– Подарил. Ей тоже было грустно, но она смеялась. Говорила, что расскажет внукам, если вспомнит все это.
– Ну и что из этого всего получилось? – хлопнул в ладоши первый собеседник.
– Мы с ней довольно долго не встречались, после того как премьеру отпраздновали. Потом выяснилось, что она беременна. Я решился… С женой мы развелись. Актрисе я сделал предложение. Тут оказалось, что я ей нисколечко не нужен. А жене нужен был. Или тоже нет… Короче, я остался один.
– Тебе никто ничего не посоветовал вовремя, – кивнул первый собеседник. – А какой совет ты дал бы сам себе тогда, если бы возможно было сейчас перенестись в прошлое?
Человек налил себе полный стакан водки, чокнулся со своим отражением в окне, выпил залпом привычные двести грамм огненной воды, шумно выдохнул воздух, потом взглянул еще раз на свое отражение и произнес:
– Не возвращаться!
Ласточка
Он называл ее Ласточкой, в то время как остальные считали ее стервой последней и недоумевали, что общего может быть между этим человеком и ею.
– Муж да жена – одна сатана, – задумчиво цедили знатоки, и на его репутацию ложилась длинная-длинная тень.
– Ну что же ты, – пожимала она плечами, – брось меня. Я твой талисман наоборот.

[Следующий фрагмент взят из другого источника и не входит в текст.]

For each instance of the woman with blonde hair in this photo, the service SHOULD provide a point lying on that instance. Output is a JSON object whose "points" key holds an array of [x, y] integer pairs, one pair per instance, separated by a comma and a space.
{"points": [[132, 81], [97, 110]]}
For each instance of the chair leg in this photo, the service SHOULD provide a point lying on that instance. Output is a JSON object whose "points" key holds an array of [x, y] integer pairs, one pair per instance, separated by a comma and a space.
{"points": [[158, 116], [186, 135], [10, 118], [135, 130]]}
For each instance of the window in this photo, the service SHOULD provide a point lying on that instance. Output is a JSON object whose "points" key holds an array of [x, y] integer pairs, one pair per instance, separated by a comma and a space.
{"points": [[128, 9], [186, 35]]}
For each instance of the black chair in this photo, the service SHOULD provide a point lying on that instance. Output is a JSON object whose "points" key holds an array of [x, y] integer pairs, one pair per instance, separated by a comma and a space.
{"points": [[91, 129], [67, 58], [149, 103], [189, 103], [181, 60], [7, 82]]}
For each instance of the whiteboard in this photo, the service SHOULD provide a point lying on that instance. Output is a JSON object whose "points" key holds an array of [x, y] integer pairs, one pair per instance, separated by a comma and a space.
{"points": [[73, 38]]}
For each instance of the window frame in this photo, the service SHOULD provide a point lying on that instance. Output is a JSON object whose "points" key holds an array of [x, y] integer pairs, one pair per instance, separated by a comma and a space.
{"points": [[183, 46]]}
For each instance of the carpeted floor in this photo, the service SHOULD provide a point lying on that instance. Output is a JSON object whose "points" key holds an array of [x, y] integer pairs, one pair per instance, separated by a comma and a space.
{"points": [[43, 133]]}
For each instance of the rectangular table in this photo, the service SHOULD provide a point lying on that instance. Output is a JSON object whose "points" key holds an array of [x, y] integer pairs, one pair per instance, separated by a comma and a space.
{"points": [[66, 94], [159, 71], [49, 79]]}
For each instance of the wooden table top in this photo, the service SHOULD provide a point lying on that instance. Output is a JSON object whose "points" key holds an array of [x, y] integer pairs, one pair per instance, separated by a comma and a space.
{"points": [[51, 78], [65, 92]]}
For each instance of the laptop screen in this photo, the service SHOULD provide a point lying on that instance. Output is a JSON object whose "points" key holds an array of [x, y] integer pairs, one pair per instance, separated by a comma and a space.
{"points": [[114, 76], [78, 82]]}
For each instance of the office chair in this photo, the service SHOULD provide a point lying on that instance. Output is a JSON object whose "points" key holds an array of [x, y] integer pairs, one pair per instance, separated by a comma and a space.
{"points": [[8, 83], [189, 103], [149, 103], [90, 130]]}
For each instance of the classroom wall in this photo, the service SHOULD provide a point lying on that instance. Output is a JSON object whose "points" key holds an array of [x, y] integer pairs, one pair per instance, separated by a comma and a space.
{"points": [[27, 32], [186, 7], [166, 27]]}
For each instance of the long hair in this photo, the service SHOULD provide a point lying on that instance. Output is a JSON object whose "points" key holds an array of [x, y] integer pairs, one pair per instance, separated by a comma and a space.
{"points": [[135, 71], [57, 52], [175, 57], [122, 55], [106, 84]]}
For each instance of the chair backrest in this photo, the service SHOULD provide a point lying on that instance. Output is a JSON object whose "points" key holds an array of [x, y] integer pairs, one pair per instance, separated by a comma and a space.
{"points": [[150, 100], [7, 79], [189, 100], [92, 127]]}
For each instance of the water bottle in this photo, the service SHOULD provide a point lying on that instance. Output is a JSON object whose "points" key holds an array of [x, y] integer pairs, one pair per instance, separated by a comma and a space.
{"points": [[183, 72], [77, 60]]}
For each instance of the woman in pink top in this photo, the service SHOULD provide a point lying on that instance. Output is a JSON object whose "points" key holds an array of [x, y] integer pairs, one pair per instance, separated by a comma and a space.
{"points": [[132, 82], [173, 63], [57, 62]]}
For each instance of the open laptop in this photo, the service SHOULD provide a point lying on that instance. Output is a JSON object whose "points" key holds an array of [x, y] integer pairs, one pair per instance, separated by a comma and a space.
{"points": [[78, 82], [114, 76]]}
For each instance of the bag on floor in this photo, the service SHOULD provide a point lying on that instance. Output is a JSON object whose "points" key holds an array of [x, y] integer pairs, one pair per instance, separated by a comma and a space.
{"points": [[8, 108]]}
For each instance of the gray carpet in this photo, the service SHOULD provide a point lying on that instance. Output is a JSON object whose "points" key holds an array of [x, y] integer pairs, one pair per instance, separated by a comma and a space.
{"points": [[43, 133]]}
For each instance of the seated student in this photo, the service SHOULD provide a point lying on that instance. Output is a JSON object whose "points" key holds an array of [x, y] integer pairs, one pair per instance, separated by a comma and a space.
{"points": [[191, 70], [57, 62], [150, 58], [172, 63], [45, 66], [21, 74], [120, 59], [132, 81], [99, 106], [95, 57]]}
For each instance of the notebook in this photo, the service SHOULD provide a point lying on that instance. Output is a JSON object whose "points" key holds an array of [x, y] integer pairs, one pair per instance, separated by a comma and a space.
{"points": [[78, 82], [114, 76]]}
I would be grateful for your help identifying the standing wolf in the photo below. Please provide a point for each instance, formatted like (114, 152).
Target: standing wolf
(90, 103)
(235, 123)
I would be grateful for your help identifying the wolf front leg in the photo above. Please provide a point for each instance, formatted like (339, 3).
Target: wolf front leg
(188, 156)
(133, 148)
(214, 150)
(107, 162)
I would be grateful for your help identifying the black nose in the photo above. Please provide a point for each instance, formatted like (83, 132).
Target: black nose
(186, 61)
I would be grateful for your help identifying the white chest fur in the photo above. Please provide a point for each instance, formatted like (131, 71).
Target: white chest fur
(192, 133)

Расстанемся – и все у тебя в жизни сразу начнет налаживаться.
Он курил, качал головой и крутил пальцем у виска.
Тем временем Ласточка продолжала дурить.
Она закатила истерику на презентации его новой книги, когда ее, юную жену писателя, не пригласили на сцену.
Она прилюдно целовалась с другим писателем, который приходился ее мужу прямым конкурентом, причем все, кто это лицезрел, сочли поцелуи чуть более чем официальными или дружескими.
Она запустила напрочь их небольшую, но некогда уютную квартиру.
– Чего ты терпишь, идиот? – поинтересовался у писателя один из приятелей. – Нафиг тебе все это?
Он хмурился, курил и крутил пальцем у виска.
Потом они отошли в тень. Про него забыли. Начались совсем тяжкие для него, уже немолодого и привыкшего быть в центре внимания, времена.
Вслед за этим грянуло безденежье.
– Ну что, Лев Николаевич, – процедила Ласточка, когда муж подал ей утром кофе в постель, – когда мы создадим бестселлер «Война и мир – 2»?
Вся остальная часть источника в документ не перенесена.